The only solace is that the troubles are not restricted to Indian companies but are also impacting generic companies across the world.
The onslaught in the market has resulted in many pharmaceutical stocks trading at multi-year lows with price-to-earnings approaching the lowest quartile in most companies in the sector.
Though the valuation might look compelling, the outlook for the companies is not. We look at five reasons why the fall in pharmaceutical stocks is far from over.
Muted revenue and profit growth: For most pharmaceutical companies the best seems to be behind them. With almost all companies that are exporting to US facing regulatory hurdles, export growth is likely to come down. Six of the top eight Indian pharmaceutical companies derive more than 40 percent of their revenue from the USA. Not only is exports getting restricted, increasing competition is ensuring that the margins will be under pressure.
Increasing approvals: Though US FDA (Food and Drugs Administration) seems to be working overtime in India with its inspection team pulling up pharmaceutical companies, it has increased its pace of approval in US, too. A Credit Suisse report on the pharma sector points out that US FDA is increasing approvals of ANDA (Abbreviated New Drug Application) by 50 percent over the next two years from 650 to 1,000 a year. FDA already has a huge backlog of around 4,000 drugs to clear plus around 900 new applications that come in every year. Increased approvals mean increased competition which, in turn, mean lower prices.

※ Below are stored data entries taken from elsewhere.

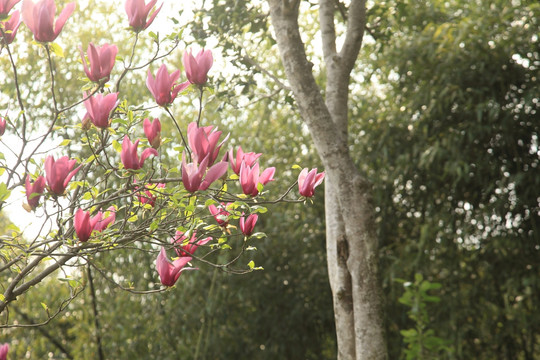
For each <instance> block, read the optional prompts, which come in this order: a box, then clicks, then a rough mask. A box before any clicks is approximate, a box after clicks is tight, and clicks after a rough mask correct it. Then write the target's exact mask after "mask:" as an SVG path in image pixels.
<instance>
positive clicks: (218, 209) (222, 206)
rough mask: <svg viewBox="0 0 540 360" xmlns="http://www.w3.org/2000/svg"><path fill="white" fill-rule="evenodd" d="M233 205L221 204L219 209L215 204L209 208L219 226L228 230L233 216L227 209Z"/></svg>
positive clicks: (228, 203)
mask: <svg viewBox="0 0 540 360" xmlns="http://www.w3.org/2000/svg"><path fill="white" fill-rule="evenodd" d="M231 204H232V203H227V204H225V203H221V205H219V207H216V205H213V204H212V205H209V206H208V210H209V211H210V213H211V214H212V216H213V217H214V218H215V219H216V221H217V223H218V224H219V226H223V227H225V228H226V227H227V225H228V224H229V215H231V214H230V213H229V212H228V211H227V207H228V206H229V205H231Z"/></svg>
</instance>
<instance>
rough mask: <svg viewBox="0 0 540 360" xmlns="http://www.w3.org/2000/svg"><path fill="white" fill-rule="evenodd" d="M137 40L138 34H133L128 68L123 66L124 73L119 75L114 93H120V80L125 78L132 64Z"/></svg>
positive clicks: (132, 63) (125, 66)
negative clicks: (132, 44)
mask: <svg viewBox="0 0 540 360" xmlns="http://www.w3.org/2000/svg"><path fill="white" fill-rule="evenodd" d="M138 40H139V33H135V41H134V42H133V46H132V47H131V56H130V57H129V64H128V66H124V71H123V72H122V74H121V75H120V78H119V79H118V81H117V82H116V92H120V83H121V82H122V79H123V78H124V76H126V74H127V72H128V71H129V69H130V67H131V65H132V64H133V58H134V57H135V47H136V46H137V41H138ZM124 64H125V63H124Z"/></svg>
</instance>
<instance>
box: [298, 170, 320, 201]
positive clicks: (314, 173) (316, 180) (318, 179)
mask: <svg viewBox="0 0 540 360" xmlns="http://www.w3.org/2000/svg"><path fill="white" fill-rule="evenodd" d="M323 180H324V171H323V172H322V173H319V174H317V168H315V169H312V170H311V171H309V172H308V169H307V168H305V169H303V170H302V171H301V172H300V175H298V190H299V192H300V195H302V196H305V197H312V196H313V195H314V194H315V188H316V187H317V186H319V185H320V184H321V183H322V181H323Z"/></svg>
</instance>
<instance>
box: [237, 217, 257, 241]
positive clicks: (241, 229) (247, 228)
mask: <svg viewBox="0 0 540 360" xmlns="http://www.w3.org/2000/svg"><path fill="white" fill-rule="evenodd" d="M258 218H259V215H257V214H251V215H249V216H248V217H247V219H245V218H244V217H243V216H242V217H241V218H240V230H241V231H242V234H244V235H246V236H249V235H251V234H253V228H254V227H255V224H256V223H257V219H258Z"/></svg>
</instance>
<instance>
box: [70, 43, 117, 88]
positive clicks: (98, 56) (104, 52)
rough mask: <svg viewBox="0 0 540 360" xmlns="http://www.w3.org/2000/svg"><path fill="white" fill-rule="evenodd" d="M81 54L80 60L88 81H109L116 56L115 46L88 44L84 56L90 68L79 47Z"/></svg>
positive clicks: (91, 43)
mask: <svg viewBox="0 0 540 360" xmlns="http://www.w3.org/2000/svg"><path fill="white" fill-rule="evenodd" d="M79 50H80V52H81V59H82V62H83V66H84V72H85V73H86V76H88V79H90V81H94V82H99V81H100V80H102V79H105V81H109V78H110V75H111V71H112V68H113V66H114V61H115V60H116V54H117V53H118V47H116V45H109V44H103V45H101V46H98V47H96V46H94V44H92V43H90V44H88V48H87V49H86V56H87V57H88V62H89V63H90V67H89V66H88V63H87V61H86V58H85V57H84V53H83V51H82V47H79Z"/></svg>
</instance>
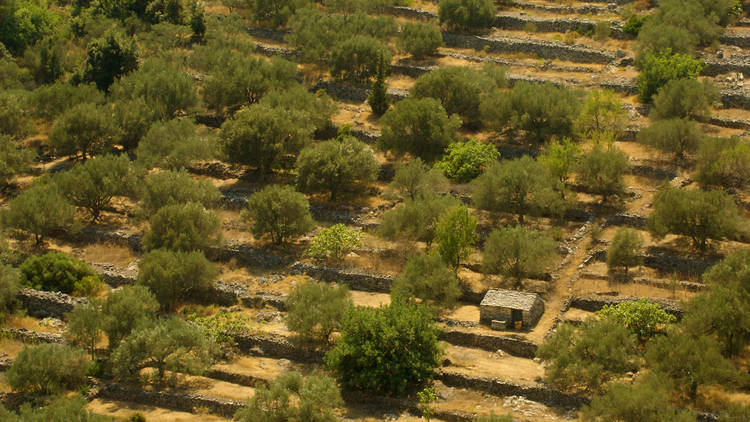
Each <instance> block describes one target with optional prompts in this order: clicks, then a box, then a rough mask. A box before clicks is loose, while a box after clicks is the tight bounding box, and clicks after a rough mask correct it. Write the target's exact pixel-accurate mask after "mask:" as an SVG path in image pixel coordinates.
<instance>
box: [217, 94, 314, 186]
mask: <svg viewBox="0 0 750 422" xmlns="http://www.w3.org/2000/svg"><path fill="white" fill-rule="evenodd" d="M306 117H307V115H306V113H304V112H301V111H297V110H283V109H280V108H272V107H269V106H266V105H263V104H257V105H253V106H251V107H248V108H243V109H242V110H240V111H239V112H237V114H235V115H234V116H233V117H232V118H231V119H230V120H227V121H226V122H224V124H223V125H222V126H221V139H222V141H223V149H224V154H225V155H226V157H227V159H229V160H230V161H231V162H234V163H238V164H245V165H249V166H253V167H256V168H257V169H258V175H259V176H260V178H261V179H263V178H264V177H265V174H266V173H267V172H268V171H269V170H270V169H272V168H274V167H277V166H278V165H279V160H280V158H281V156H282V155H283V154H296V153H298V152H299V151H300V149H302V147H304V145H305V144H306V143H307V142H308V140H309V139H310V137H311V135H312V132H313V129H314V128H313V127H311V126H308V125H306V124H305V119H306Z"/></svg>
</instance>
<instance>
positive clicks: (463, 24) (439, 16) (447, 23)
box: [438, 0, 495, 31]
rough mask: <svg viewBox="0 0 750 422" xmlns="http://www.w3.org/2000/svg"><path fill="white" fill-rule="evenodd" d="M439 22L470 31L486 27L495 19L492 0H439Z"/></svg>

Channel consolidation: Indian pharmaceutical generic companies tap the US markets through various supply chains. That the channel was consolidating has been known for the last two years. In an analyst call on the second quarter of 2014, Abhijit Mukherjee, COO of Dr Reddy’s Laboratories had said that channel consolidation had caused brutal price erosion. The same continues till date. Credit Suisse reports that further consolidation has now resulted in large buyers who account for 90 percent of all generic purchases coming down from four to three. Lower number of buyers and increasing number of suppliers tilt the balance of negotiations in the hands of the buyers. Though consolidation might not affect volume, it might hit margins. Ramesh Swaminathan, CFO, Lupin in the analyst call on Wednesday said that there is further consolidation in the channel end in US, so there is going to be pricing pressure for sure.
Increasing competition through new entrants: Indian pharmaceutical companies used to be the main players to get approvals from US FDA. But the market is now getting crowded. Nearly, a third of approvals have been given to players from outside traditional markets, says the Credit Suisse report. Companies from Turkey, New Zealand, Taiwan and even Bangladesh have now got clearance to sell products in USA. A new entrant generally attacks the market with lower prices which, in turn, can impact the overall market.There are better stocks in the market:
Indian markets are in the midst of a bull run. Even though private sector numbers are muted there is a visibility of growth. The same cannot be said for pharmaceutical stocks. Money will chase companies which have high growth and clear visibility. Pharmaceutical companies are a victim of headwinds in global market, especially their biggest market. Unless companies in other sectors become overpriced and pharmaceutical stocks reach compelling valuations, we can see investors steering clear of pharma companies.